Ahead of us was an old peasant with a mule that was hauling a stone-wheeled cart that
belonged in a museum.

“Manure!”
he shouted in a quavering melancholy voice.
“Fresh manuuuuuuure!”

Inside the house a rasping voice exclaimed, “Stone wheels? Stone wheels in Peking?”
Shutters flew open and an extraordinarily ugly gentleman stuck his head out. “Great
Buddha, they
are
stone wheels!” he yelled, and he vanished inside the house. A moment later I heard him
scream, “Cook! Cook! Don't waste a second!” And then the front door crashed open and Miser
Shen and his cook raced outside and fell in behind the ancient cart.

They were carrying armloads of kitchen cutlery, which they began to sharpen against the
slowly revolving stone wheels.

“At least two copper coins saved, Master!” the cook cried.

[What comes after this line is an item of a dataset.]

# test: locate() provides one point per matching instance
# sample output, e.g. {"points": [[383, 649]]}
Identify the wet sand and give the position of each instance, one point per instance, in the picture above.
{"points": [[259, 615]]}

“What a bonanza!” howled Miser Shen.

“Manure!”
cried the peasant.
“Fresh manuuuure!”

Another pair of shutters flew open, and Fat Fu pointed toward a heart-shaped face and a
pair of luscious almond eyes.

“Pretty Ping,” she said. “Pretty Ping owns one cheap dress, one cheap coat, one cheap hat,
one pair of cheap sandals, one pair of cheap shoes, one cheap comb, one cheap ring, and
enough humiliation to last twenty lifetimes.”

“More cutlery!” howled Miser Shen. “Bring the hoes and shovels too!”

“One million mortifications,” moaned Pretty Ping, and the shutters slammed shut.

“Manure!”
the old peasant cried.
“Fresh manuuuure!”

“The heat,” Master Li panted, fluttering his fan in front of his face. “The stench. The
noise!”

“Our lord is weary and must rest!” Fat Fu shouted to One-Eyed Wong.

“Even this pigpen will do,” Master Li said weakly.

One-Eyed Wong rapped Miser Shen's shoulder with his gold-tipped staff.

“You there!” he bellowed. “A thousand blessings have descended upon you, for Lord Li of
Kao has condescended to rest in your miserable hovel!”

“Eh?” said Miser Shen, and he gaped at the gold coin that One-Eyed Wong slapped into his
hand.

“Lord Li of Kao shall also require a suite for his beloved ward, Lord Lu of Yu!” bellowed
One-Eyed Wong, slapping a second gold coin into Miser Shen's hand.

“Eh?” said Miser Shen, and a third gold coin smacked into his palm.

“Lord Li of Kao shall also require a suite for his goat!” bellowed One-Eyed Wong.

“Your master must be made of gold!” Miser Shen gasped.

“No,” One-Eyed Wong said absentmindedly. “His goat is.”

A few minutes later I found myself in Miser Shen's best room with Li Kao, the goat, and
the garbage. The fake gold coins were concealed inside fish heads and mildewed mangoes,
and Li Kao fed a shovelful of the stuff to the goat. This was followed by a pint of castor
oil, and shortly thereafter he raked through the mess on the floor with a pair of silver
tongs and extracted two glittering coins.

“What!” he cried. “Only two gold coins? Miserable beast, do not arouse the wrath of Lord
Li of Kao!”

A dull thump from the hallway suggested that Miser Shen had toppled from a peephole in a
dead faint. Li Kao gave him time to recover, and then tried again with the garbage and
castor oil.

“Four? Four gold coins?” he yelled furiously. “Insolent animal, Lord Li of Kao requires
four hundred coins a day to maintain the style to which he is accustomed!”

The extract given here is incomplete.